Potency comparisons between MINITRAN and BIDIL depend on the specific clinical indication. These are agents from distinct pharmacological classes and are not directly interchangeable by dose. A physician or clinical pharmacist should guide any therapeutic switching decisions.
The standard adult dose of MINITRAN is: Minitran (nitroglycerin transdermal) is applied as a transdermal patch. Initial dose: 0.2-0.4 mg/hour applied once daily. Titrate based on response and tolerance. Maximum dose: 0.8 mg/hour. The patch is worn for 12-14 hours daily with a 10-12 hour nitrate-free interval to prevent tolerance.. The standard adult dose of BIDIL is: Isosorbide dinitrate 20 mg plus hydralazine 37.5 mg orally three times daily; titrate to target dose of isosorbide dinitrate 40 mg plus hydralazine 75 mg three times daily as tolerated.. Dosing should always be individualized based on indication, renal and hepatic function, age, and other patient factors.

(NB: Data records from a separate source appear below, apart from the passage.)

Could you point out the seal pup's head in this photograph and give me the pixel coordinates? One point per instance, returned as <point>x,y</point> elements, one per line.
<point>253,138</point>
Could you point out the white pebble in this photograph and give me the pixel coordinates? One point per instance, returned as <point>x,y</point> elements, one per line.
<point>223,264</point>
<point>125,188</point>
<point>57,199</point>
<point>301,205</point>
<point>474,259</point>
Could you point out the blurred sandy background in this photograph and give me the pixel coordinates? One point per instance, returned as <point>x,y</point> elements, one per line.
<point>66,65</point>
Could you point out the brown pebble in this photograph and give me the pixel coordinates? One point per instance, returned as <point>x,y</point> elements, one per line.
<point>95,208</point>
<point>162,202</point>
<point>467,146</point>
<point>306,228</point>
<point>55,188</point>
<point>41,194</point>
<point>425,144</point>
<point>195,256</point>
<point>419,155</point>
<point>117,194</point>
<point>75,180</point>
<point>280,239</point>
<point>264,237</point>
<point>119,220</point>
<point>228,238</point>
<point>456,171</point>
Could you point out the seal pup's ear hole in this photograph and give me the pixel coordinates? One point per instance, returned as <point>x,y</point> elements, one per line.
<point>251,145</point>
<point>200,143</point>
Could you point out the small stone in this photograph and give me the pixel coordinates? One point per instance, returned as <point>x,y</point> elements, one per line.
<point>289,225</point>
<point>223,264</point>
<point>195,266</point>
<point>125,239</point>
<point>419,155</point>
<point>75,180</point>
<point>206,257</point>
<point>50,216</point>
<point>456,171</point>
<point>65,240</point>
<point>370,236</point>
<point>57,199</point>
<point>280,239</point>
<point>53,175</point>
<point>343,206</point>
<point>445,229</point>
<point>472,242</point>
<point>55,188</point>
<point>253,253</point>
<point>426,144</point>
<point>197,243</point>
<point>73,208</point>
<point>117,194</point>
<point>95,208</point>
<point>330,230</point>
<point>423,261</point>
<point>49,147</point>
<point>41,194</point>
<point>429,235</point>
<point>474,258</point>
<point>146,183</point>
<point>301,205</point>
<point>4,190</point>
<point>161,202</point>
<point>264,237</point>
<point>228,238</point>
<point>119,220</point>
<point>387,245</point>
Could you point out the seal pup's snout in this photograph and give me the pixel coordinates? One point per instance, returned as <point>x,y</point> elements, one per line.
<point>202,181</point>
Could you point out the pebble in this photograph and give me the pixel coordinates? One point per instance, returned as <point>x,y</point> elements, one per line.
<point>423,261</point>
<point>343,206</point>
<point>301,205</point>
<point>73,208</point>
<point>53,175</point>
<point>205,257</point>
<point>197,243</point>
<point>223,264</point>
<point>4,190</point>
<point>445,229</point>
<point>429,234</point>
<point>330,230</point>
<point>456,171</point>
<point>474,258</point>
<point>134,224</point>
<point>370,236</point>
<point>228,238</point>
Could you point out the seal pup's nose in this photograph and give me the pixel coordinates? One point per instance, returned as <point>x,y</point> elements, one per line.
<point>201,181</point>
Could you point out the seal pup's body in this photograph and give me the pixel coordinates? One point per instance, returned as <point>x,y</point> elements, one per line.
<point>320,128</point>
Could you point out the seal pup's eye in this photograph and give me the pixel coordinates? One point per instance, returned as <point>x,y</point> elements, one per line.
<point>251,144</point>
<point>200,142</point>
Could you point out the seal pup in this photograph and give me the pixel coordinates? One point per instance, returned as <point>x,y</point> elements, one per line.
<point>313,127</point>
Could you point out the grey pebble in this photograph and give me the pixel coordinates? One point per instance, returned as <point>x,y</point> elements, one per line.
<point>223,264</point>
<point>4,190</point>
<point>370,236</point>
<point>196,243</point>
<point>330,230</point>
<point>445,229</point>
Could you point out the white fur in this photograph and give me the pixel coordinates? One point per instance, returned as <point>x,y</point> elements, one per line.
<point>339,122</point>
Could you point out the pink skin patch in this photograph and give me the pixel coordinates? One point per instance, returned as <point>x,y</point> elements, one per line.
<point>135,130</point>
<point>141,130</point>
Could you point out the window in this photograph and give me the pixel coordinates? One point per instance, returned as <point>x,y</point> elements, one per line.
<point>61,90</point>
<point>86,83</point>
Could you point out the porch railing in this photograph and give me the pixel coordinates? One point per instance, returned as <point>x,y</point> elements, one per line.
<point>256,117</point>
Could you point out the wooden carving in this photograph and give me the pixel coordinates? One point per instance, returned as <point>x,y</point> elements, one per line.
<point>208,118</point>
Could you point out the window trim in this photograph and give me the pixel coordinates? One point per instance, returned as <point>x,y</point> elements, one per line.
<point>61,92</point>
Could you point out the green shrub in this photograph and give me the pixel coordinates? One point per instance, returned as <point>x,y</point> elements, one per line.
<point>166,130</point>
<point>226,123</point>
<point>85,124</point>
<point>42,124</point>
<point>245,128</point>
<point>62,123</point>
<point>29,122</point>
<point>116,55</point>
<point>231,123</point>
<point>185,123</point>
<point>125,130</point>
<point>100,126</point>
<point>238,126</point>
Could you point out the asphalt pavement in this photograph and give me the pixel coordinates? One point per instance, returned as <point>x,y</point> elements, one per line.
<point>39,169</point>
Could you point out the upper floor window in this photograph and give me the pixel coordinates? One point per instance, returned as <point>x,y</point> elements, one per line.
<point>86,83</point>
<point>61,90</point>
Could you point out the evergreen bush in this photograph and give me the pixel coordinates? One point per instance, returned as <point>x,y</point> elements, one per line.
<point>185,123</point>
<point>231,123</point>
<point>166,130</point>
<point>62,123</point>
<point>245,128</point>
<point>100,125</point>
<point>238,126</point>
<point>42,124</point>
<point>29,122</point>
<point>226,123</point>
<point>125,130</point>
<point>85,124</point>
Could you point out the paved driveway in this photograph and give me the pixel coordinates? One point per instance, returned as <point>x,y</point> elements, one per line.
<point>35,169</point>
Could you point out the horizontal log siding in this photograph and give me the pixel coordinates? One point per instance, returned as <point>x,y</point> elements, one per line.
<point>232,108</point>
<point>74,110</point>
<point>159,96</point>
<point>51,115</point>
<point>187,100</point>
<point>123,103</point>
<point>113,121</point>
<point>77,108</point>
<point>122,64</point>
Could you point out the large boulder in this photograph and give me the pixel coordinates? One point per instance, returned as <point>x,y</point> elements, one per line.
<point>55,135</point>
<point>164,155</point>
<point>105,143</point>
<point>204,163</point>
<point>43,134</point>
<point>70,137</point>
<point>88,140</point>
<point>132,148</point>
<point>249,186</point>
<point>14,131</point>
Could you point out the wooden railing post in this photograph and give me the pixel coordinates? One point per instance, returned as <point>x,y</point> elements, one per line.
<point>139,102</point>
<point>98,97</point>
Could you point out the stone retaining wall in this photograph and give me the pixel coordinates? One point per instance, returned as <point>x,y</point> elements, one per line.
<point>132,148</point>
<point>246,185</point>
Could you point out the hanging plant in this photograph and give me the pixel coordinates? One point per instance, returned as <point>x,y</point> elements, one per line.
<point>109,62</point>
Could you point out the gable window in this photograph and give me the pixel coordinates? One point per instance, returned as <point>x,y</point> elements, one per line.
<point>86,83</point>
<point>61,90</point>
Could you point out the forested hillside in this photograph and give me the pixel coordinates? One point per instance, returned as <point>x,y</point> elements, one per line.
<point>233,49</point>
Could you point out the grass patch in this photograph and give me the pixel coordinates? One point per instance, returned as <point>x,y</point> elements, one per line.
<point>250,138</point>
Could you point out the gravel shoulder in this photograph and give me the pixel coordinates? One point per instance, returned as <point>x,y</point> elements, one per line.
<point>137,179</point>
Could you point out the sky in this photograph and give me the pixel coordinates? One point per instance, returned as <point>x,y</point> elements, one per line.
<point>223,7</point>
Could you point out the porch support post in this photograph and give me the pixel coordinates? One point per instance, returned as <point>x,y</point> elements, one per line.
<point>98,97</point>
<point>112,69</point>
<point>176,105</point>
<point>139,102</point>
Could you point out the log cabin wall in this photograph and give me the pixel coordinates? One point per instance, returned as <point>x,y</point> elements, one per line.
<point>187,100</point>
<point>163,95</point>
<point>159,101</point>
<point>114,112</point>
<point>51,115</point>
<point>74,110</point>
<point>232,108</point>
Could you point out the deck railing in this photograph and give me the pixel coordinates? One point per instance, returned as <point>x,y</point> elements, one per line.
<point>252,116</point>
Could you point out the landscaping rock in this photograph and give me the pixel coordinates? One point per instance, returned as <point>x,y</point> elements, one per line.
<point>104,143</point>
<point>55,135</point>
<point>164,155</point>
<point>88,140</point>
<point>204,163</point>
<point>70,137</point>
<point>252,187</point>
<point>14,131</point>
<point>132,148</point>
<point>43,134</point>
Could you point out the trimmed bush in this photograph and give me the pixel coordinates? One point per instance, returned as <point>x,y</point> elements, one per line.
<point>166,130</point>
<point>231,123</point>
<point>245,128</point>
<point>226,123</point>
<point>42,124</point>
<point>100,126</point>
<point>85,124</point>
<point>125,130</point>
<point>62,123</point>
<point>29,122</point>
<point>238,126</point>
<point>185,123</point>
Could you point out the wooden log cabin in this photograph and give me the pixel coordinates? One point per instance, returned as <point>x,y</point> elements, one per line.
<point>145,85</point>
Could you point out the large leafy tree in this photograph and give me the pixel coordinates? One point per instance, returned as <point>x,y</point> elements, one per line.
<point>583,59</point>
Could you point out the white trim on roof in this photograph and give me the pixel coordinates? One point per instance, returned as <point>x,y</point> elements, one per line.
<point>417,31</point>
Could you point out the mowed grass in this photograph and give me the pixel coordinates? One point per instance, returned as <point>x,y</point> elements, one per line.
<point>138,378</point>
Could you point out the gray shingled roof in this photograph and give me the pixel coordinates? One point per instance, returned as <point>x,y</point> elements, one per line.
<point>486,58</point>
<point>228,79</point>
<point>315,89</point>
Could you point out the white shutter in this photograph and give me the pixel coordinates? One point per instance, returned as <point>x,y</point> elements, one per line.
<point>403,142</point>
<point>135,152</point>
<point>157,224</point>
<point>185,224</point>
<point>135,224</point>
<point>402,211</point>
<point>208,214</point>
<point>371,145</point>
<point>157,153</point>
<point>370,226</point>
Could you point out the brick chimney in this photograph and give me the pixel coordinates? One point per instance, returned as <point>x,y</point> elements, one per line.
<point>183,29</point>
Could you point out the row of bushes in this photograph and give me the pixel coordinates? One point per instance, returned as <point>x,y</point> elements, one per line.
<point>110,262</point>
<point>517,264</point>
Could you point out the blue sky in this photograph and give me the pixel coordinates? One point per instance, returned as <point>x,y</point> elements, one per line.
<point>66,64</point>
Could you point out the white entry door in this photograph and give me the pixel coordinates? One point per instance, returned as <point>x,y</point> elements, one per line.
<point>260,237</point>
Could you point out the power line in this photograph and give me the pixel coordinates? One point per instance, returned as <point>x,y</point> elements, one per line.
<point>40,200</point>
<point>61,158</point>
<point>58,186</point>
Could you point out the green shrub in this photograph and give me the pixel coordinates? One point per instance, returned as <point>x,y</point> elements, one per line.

No direct drug-drug interaction has been formally documented between MINITRAN and BIDIL in current clinical databases. However, individual patient risk factors including other medications, organ function, and comorbidities should always be evaluated by a qualified healthcare provider.
The maternal-fetal safety profiles differ. MINITRAN is classified as Category C. Category C. Animal studies show fetal harm; no adequate human studies. Use only if maternal benefit outweighs risk. First trimester: possible teratogenic effects. Second/third trim. BIDIL is classified as Category C. FDA Pregnancy Category C. First trimester: Animal studies show fetal harm; no adequate human studies. Second and third trimesters: Hydralazine crosses placenta; may cause fetal hyp. Always consult a maternal-fetal medicine specialist before taking either drug during pregnancy or lactation.